Both of these make sense depending on the goals of the system. Observers make it easier to add new replicas without changing the size of the quorum, and witnesses make it cheaper to increase fault tolerance.

[1]: https://lamport.azurewebsites.net/pubs/web-dsn-submission.pd... [2]: https://cse.buffalo.edu/tech-reports/2016-02.orig.pdf

jeffbee · on Aug 15, 2022

Thanks! I believe the place I originally saw the term was "Voting with Witnesses" http://www2.cs.uh.edu/~paris/MYPAPERS/Icdcs86.pdf

ryanworl · on Aug 15, 2022

I'm not as familiar with the literature on replication for file systems as I am with state machine replication, so perhaps the usage of those terms have diverged since then. Regardless, I think my analysis is correct for state machine replication. Thanks for the link!

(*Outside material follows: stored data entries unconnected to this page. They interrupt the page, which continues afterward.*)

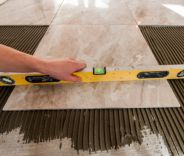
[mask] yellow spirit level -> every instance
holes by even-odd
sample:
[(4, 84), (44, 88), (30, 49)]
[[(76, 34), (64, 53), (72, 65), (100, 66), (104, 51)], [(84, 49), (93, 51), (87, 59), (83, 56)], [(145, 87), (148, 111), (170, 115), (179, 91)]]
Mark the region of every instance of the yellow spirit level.
[[(131, 80), (160, 80), (184, 79), (184, 65), (159, 65), (147, 67), (103, 67), (86, 68), (76, 72), (82, 83), (104, 81)], [(0, 72), (0, 86), (16, 86), (29, 84), (60, 84), (72, 83), (57, 80), (49, 75), (40, 73), (2, 73)]]

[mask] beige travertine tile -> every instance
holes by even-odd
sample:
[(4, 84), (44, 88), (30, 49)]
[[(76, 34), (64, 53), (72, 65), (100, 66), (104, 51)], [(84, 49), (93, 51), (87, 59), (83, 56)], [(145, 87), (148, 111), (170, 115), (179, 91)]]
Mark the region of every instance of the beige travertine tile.
[[(136, 26), (53, 25), (36, 56), (80, 58), (92, 66), (157, 64)], [(16, 87), (4, 110), (178, 107), (167, 81)]]
[(124, 0), (139, 25), (184, 25), (183, 0)]
[(0, 25), (50, 24), (63, 0), (8, 0), (0, 5)]
[(53, 24), (126, 24), (136, 22), (123, 0), (65, 0)]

zinclozenge · on Aug 15, 2022

I'm curious how many nodes end up in the consensus group, presumably you don't want more than 3 because throughput scales 1/N, unless their implementation can alleviate that significantly.

kelvich · on Aug 15, 2022

Currently, we deploy three safekeepers, one in each AZ. We need to collect more stats on failure rates, and maybe we will go to 6 (3 AZs with two nodes in each) as Aurora does.

achanda358 · on Aug 15, 2022

This is a great writeup, thanks. It will be very useful if y'all could add a post comparing neon with citusdb in terms of functionality, performance and operations.

nikita · on Aug 15, 2022

Let us work on it! Short answer is Neon is most similar to AWS Aurora - 100% compatibility with Postgres and all the innovation is on storage and serverless. The use case is core database for apps.

And Citus is shared nothing architecture plus columnstores. This means the use case is analytics or mixed workloads. Citus people should comment on this of course.

bogomipz · on Aug 16, 2022

Agreed. This would make a wonderful follow up post!

indymike · on Aug 15, 2022

Every time I see Neon I think this is about KDE.